Friedan uncovers that consumerism, driven by advertising, is central to the feminine mystique. While magazines and stories may depict the ideal housewife, their true aim, she reveals, is to expose these housewives to advertisements found in magazine pages or during popular family TV shows. The language used by advertising agencies and their clients to discuss women acknowledges that women live in self-deception—they are unfulfilled, feel guilty about not using their minds, and are bored with their household duties. Instead of addressing the underlying truth many housewives suppress, advertisers seek to manipulate them into maintaining their deceptive lives. They promote products that make housewives more efficient—but not too efficient, as that would undermine the mystique's claim that housework is challenging. They advertise items that make a woman appear "modern" and capable of running a contemporary home.

What advertisers are truly promoting, Friedan notes, is the continuation of the feminine mystique. They encourage women to fill their shopping carts instead of confronting the emptiness of their daily routines. Advertisers and their clients have both financial and social interests in keeping women at home, using their products, rather than allowing them the freedom to pursue work and other interests outside the home. The belief is that if women frequently left the home or shifted their focus from "thing buying," the economy would collapse. Advertisers never consider a woman's happiness, mental health, or the possibility that she can both clean and engage in meaningful work. Women are seen merely as consumers whose sadness drives them to shop for products that offer only temporary relief. Perfect, the advertiser thinks—once that relief fades, she’ll shop again.

Friedan searches for a housewife who is genuinely fulfilled but finds only working women. The true housewives, as shaped by the mystique and advertising, are bored and depressed. They feel empty and speak in flat, lifeless tones. Many are using drugs, having affairs, or contemplating suicide. These women might not realize their housework is unfulfilling, but regardless, they often stretch it out all day—either to rationalize their work as more challenging than it is or because they lack motivation and have nothing meaningful to do once the housework is done. Friedan suggests this behavior is a symptom of the mystique's detrimental effects.

Another issue stemming from the mystique is that housewives tend to overemphasize sexuality in their relationships, seeking more frequent and emotionally intense sexual encounters with their partners. For women engulfed by the feminine mystique, sex becomes the sole domain where they feel "alive" or purposeful. The mystique's message that a woman's role is purely biological makes their fixation on sex somewhat understandable. When a woman's identity is confined to her sexual "achievements," frequent and intense sexual activity or repeated pregnancies become her primary objectives.

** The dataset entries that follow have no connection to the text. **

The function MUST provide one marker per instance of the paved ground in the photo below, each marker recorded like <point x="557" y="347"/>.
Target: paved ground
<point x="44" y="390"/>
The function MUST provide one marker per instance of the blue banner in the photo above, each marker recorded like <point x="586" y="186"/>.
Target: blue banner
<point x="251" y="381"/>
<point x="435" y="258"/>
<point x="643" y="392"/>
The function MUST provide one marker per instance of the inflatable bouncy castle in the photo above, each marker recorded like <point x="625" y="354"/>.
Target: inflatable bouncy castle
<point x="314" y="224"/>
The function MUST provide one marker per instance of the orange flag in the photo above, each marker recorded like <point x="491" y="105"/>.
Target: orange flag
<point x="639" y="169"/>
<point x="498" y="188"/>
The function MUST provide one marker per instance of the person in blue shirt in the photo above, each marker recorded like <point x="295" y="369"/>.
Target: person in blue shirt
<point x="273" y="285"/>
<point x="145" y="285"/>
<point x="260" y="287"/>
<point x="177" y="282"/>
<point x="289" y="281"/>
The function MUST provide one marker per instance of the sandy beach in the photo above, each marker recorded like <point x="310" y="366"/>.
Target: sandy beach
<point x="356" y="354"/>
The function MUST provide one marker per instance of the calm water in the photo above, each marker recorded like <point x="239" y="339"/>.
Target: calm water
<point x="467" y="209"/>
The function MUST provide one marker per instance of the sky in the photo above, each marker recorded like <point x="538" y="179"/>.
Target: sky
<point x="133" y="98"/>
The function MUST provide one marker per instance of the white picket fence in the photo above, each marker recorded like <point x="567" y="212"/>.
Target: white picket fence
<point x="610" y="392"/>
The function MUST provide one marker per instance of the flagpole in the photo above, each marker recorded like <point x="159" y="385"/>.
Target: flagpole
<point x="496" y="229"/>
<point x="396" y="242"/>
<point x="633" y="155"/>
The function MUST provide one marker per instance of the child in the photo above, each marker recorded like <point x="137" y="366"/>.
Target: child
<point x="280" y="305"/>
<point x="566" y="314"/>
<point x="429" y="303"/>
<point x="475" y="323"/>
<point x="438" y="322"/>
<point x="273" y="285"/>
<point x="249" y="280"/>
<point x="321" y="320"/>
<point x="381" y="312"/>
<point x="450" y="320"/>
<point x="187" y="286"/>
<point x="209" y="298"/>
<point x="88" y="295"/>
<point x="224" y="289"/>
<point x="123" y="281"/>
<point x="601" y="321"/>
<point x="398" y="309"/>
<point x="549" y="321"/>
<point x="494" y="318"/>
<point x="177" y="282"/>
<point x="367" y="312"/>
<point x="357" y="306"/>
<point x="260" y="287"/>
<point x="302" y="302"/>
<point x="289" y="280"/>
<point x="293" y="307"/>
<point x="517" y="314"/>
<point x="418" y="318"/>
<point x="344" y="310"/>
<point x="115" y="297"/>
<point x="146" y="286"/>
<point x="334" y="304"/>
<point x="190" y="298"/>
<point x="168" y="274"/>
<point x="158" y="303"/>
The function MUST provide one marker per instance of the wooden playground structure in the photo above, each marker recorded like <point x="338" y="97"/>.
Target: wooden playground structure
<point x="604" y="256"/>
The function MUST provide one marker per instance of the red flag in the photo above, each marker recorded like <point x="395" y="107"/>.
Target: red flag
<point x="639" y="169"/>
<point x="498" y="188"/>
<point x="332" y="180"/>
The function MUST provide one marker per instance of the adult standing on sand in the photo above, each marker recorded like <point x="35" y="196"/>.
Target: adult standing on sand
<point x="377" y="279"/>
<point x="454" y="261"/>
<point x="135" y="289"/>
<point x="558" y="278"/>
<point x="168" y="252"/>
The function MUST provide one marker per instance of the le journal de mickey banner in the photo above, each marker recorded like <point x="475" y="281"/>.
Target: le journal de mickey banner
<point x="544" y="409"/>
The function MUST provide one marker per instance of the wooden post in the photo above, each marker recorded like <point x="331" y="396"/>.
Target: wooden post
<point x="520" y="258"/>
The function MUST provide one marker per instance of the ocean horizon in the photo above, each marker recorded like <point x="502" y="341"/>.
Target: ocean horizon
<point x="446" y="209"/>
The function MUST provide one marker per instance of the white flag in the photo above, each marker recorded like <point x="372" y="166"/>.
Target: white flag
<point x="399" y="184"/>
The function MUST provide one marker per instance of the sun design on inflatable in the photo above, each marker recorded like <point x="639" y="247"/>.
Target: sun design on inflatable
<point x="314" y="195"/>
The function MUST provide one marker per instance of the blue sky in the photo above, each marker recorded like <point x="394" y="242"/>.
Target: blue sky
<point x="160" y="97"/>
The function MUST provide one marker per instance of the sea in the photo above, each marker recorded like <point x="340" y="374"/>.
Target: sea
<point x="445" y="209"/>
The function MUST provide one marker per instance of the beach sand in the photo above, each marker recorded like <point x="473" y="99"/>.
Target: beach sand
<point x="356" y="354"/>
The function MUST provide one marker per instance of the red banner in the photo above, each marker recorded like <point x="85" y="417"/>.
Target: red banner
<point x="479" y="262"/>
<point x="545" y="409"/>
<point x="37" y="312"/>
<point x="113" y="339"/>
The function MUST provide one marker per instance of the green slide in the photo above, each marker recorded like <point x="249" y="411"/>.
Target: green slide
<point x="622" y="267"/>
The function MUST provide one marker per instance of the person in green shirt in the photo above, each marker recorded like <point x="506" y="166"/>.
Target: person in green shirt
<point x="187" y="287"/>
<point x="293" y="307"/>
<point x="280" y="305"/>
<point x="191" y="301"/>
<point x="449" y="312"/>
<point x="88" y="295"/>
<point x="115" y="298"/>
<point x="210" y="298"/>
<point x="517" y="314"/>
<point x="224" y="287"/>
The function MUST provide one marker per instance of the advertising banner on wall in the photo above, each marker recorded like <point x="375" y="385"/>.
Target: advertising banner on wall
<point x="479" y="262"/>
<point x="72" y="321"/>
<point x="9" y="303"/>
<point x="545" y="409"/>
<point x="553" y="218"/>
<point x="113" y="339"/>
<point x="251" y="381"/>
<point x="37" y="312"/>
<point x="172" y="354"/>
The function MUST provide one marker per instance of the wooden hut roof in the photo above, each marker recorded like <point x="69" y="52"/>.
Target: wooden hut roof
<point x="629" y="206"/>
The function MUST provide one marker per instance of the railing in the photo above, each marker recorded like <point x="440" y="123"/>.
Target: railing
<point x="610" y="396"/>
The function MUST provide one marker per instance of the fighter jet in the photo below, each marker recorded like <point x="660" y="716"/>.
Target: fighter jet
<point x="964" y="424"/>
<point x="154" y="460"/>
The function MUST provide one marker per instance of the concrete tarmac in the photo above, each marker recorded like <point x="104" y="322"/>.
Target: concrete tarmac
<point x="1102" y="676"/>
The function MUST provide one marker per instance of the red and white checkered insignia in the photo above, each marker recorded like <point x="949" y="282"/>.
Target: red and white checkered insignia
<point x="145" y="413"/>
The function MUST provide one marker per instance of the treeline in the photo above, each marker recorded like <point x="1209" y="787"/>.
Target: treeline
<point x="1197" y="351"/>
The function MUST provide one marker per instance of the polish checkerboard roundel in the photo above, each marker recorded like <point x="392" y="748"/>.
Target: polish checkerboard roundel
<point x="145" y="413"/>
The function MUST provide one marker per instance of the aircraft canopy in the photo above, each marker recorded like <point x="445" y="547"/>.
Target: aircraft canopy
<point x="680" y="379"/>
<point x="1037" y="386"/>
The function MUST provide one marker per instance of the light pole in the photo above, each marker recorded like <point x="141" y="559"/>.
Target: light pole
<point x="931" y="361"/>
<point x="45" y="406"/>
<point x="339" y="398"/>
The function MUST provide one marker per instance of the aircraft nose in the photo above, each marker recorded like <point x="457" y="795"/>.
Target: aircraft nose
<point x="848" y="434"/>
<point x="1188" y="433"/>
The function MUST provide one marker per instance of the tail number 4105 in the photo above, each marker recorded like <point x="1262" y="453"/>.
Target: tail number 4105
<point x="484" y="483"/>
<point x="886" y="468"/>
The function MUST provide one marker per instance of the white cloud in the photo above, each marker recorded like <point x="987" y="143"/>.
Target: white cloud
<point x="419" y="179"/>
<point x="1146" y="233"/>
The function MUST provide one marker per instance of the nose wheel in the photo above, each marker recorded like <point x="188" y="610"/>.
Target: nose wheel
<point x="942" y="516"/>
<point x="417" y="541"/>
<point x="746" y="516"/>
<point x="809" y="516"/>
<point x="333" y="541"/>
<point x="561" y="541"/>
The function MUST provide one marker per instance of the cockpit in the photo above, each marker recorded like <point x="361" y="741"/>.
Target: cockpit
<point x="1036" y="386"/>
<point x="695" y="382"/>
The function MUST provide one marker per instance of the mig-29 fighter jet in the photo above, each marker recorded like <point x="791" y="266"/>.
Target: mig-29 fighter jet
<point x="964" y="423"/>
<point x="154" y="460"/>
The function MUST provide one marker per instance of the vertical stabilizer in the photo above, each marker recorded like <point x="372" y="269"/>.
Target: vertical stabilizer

If a woman's only roles are as a procreator or a sexual object, she feels compelled to pursue frequent and meaningful sex to validate her importance. This overemphasis on sex, however, is actually eroding the very marriages the feminine mystique was supposed to strengthen. Men feel overwhelmed by their wives' constant sexual demands and are puzzled by what the women truly want. Meanwhile, women find their sex lives with their partners less fulfilling than anticipated and often resort to affairs, which also fail to provide the "identity" they seek from another man.

This dependence on sex underscores deeper issues introduced by the feminine mystique: women lack any intellectual or spiritual foundation for their identity. Under the mystique, they are reduced to mere bodies whose primary functions are cleaning and procreating.